In this introductory course, we will explore the production and representation of human suffering, in addition to the modes of care deployed by healers, kin groups, aid workers, and state actors to alleviate the suffering of others. We will begin by mastering dominant approaches within anthropology for studying affliction. We will then examine case examples of bodies in distress. We will discover that suffering is inherently social: it is shared, socially produced, and communicated through socially learned and sanctioned means. Suffering is also social in the sense that it often begs a moral response. With that in mind, we will turn our attention to different regimes of care--such as experimental, pharmaceutical, and humanitarian care--and explore their limitations, paradoxes, and transformative possibilities. Taken as a whole, the course will invite students to question the creation and reproduction of suffering, while at the same time critically reflecting on dominant norms and forms of "doing good."

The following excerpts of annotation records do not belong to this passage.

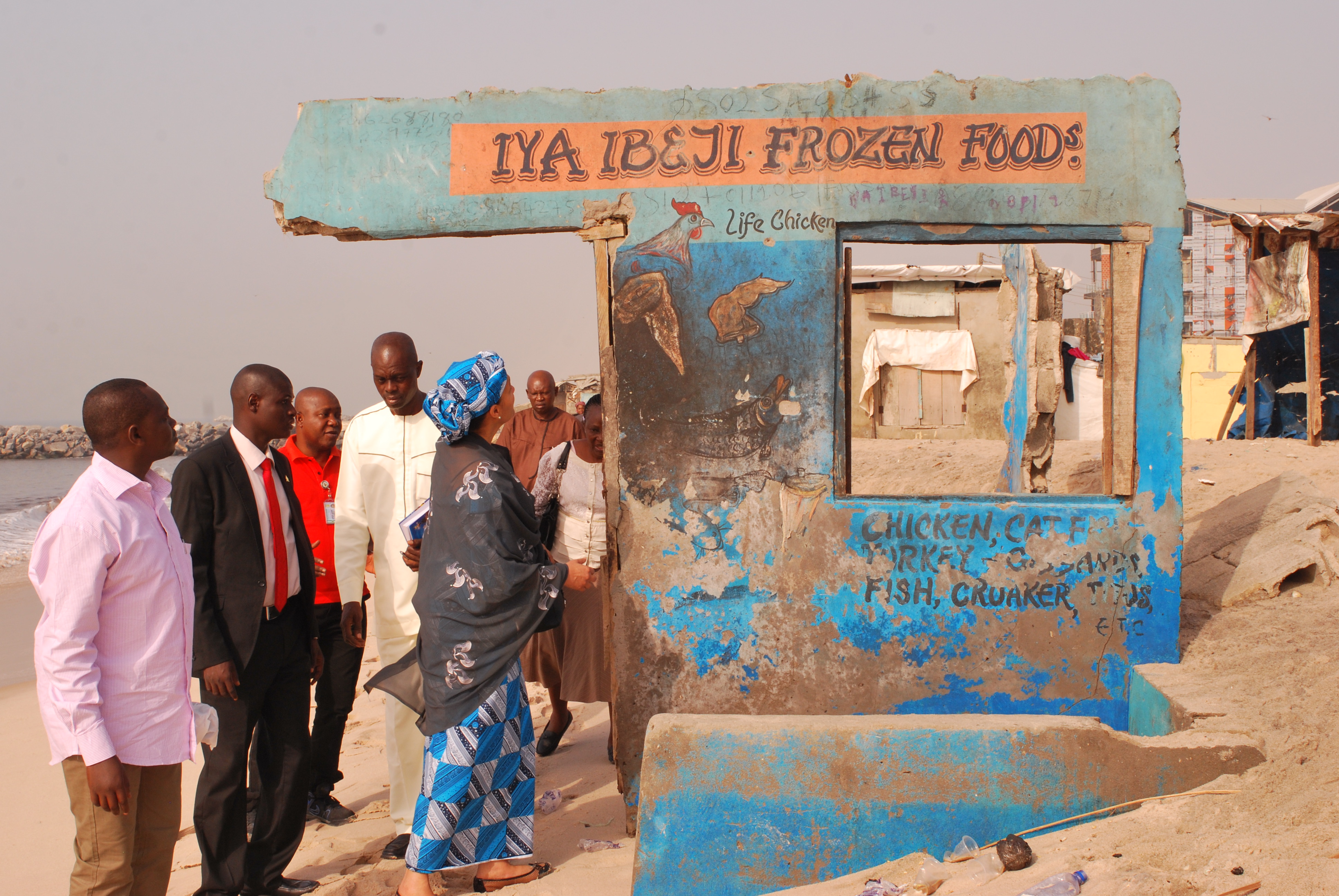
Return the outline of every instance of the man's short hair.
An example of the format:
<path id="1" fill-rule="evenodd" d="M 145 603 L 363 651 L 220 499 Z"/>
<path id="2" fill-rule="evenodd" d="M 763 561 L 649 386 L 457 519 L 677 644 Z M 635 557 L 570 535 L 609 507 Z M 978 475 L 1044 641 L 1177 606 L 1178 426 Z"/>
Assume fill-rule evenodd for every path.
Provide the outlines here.
<path id="1" fill-rule="evenodd" d="M 112 447 L 116 438 L 154 410 L 149 383 L 139 379 L 108 379 L 84 395 L 84 431 L 94 449 Z"/>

As a first-year seminar (FYS), this course will also guide and support students in fostering skills as academic researchers and writers. We will start from the position that college-level academic writing is its own genre, distinct from the kind of writing typically taught in high school, and that the steps required to hone this skill are not always transparent, self-evident, or without challenges. As such, the course will include detailed instruction, regular in-class writing exercises, and three take-home writing assignments designed to introduce students to the main principles of successful academic writing.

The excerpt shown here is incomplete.